Eat what you grow and raise. The rural French, God love ‘em, have an elevated peasant cuisine. All cultures have a cuisine of want, born of the land, hard work, and frugality. But country French cuisine makes a special art of not only not wasting but also turning the cast-off into something special and memorable. Take your inner French peasant out for a stroll, and use what you have raised and grown and use it all. Learn to make stocks out of bones, pâtés out of organ meat, delicious terrines out of a hog’s head. Save the tough stems of asparagus for soups, the zucchini as big as a bat for savory pancakes. And learn to compost. It is not hard; nature knows how to rot.
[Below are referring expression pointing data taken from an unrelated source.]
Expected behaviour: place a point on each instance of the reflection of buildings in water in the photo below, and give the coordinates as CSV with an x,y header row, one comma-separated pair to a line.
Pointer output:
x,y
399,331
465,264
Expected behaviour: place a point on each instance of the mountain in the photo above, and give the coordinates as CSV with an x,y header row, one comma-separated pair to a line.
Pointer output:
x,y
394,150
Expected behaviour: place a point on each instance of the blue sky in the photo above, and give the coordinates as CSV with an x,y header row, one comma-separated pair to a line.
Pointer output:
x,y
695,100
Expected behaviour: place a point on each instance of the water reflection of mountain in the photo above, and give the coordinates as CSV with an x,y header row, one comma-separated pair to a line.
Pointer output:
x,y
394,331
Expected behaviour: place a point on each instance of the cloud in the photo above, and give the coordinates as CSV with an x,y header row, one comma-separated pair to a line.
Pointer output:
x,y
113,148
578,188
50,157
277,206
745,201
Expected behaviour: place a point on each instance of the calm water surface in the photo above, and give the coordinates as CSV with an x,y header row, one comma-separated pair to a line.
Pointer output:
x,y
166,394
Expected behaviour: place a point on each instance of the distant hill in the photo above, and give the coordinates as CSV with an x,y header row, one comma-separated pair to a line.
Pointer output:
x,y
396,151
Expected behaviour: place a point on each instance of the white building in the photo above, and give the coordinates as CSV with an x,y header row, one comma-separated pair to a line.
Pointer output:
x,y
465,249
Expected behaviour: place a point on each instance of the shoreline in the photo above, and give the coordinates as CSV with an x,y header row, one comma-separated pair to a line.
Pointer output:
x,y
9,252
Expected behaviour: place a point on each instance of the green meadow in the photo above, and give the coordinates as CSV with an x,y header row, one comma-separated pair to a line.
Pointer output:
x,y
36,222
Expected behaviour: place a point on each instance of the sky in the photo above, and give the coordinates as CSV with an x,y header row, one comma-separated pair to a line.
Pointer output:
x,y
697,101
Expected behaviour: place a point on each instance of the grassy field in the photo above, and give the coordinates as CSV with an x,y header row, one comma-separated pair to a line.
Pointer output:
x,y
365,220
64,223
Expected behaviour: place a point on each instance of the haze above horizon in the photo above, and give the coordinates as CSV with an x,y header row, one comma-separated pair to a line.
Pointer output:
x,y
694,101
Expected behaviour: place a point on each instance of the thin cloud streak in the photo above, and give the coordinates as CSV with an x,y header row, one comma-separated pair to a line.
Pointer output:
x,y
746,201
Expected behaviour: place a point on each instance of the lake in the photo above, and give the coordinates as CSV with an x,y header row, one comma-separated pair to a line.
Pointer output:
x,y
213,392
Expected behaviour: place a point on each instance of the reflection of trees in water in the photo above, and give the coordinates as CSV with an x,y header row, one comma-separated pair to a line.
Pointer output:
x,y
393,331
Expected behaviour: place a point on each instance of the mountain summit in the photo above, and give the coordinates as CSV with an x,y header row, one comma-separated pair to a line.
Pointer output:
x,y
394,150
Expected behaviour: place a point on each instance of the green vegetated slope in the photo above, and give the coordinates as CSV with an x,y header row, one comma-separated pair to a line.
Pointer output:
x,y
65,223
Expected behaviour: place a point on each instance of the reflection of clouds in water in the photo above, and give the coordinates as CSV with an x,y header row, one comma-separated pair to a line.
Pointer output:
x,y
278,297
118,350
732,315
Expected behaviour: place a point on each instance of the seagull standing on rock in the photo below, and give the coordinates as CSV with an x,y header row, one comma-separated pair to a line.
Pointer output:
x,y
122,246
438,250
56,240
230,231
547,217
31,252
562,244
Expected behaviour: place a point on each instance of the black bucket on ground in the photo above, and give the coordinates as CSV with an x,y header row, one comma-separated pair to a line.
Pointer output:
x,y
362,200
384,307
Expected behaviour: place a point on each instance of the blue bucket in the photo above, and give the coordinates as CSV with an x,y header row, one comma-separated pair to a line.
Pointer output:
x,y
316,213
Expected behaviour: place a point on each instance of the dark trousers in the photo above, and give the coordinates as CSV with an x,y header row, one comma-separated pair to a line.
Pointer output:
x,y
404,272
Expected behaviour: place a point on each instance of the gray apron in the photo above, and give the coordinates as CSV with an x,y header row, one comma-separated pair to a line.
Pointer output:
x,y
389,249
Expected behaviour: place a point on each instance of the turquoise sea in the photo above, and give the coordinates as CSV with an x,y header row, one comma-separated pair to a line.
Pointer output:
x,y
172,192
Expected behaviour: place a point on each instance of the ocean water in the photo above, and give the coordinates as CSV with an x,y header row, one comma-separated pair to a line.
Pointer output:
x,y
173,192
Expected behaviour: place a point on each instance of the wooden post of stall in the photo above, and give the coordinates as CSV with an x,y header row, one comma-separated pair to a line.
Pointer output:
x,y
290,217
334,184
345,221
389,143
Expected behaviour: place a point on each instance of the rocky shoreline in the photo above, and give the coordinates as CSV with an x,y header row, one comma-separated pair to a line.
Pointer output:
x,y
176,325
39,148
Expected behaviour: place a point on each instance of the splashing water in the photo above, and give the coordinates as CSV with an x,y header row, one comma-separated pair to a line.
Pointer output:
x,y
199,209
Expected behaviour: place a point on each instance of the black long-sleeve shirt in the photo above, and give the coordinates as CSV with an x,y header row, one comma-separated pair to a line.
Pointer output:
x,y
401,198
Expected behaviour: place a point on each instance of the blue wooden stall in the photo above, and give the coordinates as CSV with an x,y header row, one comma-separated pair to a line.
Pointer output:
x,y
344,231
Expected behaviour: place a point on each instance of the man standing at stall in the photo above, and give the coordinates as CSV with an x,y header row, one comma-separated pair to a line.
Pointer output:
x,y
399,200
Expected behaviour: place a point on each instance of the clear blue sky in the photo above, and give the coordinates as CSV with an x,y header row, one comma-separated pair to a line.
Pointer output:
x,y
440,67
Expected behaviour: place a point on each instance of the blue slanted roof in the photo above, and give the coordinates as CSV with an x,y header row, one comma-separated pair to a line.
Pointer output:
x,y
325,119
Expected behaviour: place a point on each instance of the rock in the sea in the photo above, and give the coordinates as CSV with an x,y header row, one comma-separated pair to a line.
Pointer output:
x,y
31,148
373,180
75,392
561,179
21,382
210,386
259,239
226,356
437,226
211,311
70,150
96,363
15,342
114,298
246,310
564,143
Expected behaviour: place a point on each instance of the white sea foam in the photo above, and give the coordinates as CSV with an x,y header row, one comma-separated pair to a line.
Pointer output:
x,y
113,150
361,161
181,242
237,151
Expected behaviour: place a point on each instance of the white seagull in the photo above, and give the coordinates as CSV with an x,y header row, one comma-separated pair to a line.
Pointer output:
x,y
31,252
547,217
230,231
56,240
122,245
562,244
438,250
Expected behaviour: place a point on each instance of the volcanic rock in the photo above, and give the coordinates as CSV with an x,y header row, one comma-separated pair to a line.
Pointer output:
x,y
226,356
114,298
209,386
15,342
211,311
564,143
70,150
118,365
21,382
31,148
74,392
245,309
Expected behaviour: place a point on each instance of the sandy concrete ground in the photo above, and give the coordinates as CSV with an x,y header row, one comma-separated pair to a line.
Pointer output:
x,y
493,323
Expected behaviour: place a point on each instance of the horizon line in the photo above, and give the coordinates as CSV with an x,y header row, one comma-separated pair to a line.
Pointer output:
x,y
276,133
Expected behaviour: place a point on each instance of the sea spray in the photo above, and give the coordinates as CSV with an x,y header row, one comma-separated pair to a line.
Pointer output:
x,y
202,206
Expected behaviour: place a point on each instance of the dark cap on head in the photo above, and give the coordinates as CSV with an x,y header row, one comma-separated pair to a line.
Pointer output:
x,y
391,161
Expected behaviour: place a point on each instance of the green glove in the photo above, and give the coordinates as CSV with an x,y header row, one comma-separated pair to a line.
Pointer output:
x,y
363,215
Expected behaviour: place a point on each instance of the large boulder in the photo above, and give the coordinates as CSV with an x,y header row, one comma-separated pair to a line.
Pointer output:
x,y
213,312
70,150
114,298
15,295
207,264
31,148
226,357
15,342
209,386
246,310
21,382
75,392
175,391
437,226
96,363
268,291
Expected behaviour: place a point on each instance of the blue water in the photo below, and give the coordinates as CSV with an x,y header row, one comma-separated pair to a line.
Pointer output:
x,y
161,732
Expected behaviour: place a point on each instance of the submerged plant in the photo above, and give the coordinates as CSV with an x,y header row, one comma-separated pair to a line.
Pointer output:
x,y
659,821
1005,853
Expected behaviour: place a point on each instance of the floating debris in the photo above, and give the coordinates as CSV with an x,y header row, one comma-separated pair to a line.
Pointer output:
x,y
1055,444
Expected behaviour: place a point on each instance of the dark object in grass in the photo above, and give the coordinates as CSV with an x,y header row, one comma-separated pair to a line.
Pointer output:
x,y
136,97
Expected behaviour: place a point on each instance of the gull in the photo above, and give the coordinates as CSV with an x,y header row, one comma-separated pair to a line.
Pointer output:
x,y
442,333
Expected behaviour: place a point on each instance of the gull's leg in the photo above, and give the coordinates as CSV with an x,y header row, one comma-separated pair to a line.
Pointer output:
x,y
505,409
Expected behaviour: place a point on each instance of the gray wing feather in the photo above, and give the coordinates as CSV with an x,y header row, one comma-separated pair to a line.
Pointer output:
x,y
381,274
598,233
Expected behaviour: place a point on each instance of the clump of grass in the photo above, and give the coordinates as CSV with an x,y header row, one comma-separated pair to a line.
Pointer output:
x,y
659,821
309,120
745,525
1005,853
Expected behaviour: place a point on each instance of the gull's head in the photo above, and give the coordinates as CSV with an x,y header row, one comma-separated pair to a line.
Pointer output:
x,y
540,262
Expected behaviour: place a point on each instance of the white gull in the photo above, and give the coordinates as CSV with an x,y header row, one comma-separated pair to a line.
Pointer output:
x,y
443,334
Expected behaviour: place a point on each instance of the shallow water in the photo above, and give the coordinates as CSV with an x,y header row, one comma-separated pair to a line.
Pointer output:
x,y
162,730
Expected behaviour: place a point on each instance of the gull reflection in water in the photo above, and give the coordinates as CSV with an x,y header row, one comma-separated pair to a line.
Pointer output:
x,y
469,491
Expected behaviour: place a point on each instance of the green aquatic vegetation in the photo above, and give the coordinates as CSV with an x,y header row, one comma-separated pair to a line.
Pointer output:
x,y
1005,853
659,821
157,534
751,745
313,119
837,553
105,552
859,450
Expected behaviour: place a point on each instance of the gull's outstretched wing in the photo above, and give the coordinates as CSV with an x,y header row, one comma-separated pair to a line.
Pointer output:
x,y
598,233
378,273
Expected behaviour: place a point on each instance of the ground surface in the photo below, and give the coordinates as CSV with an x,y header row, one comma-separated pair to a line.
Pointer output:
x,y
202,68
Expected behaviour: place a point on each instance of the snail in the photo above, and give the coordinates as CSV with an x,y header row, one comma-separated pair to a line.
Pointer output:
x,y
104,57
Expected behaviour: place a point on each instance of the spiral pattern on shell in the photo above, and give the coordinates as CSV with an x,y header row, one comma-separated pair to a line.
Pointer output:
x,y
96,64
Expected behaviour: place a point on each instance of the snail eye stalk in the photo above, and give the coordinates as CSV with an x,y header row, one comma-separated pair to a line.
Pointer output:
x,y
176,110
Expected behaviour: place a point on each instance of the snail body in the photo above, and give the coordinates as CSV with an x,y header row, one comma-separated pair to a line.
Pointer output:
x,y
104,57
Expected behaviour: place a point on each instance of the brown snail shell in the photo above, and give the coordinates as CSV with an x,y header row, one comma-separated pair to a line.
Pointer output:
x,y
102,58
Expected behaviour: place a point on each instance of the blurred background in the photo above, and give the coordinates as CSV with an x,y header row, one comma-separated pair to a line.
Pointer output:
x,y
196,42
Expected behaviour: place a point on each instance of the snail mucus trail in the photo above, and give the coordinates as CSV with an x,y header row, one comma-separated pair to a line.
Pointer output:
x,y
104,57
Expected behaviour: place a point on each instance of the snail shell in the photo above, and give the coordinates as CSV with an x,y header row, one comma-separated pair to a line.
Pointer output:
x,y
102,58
Celebrate what you grow and raise with friends and family at the table. Use what you have raised to rekindle family ties and build community. Put the phone away, log out of Instagram and Facebook, and prepare a meal that is as much from your land as is possible. Experience real joy in that act of preparation. Make that your goal for every meal. When dining alone or with your loved one, be mindful of the food. Make each meal a Thanksgiving. And as often as you can, invite others to share in that act.

Yesterday we had a full day of work on the farm. But we found time last night to have four guests join us for a dinner on the front porch. The night before, I had braised one of our pork shoulders, then minced and rolled it with various herbs from the garden. The ultimate dish began with a potful of grits cooked with raw milk from a nearby farm; next came a large mess of freshly picked turnip greens, cooked in homemade chicken stock and homegrown garlic. The minced pork was fried in medallions and served atop the greens and grits.

It was a mindful celebration of eating and drinking wine with good friends that paid homage to the work we do. A sharing of that bounty that rewards us for the sore backs and the stress of maintaining the farm. No scheme, no data, just a simple conviction that producing, eating with love, and sharing with neighbors just might help feed the world.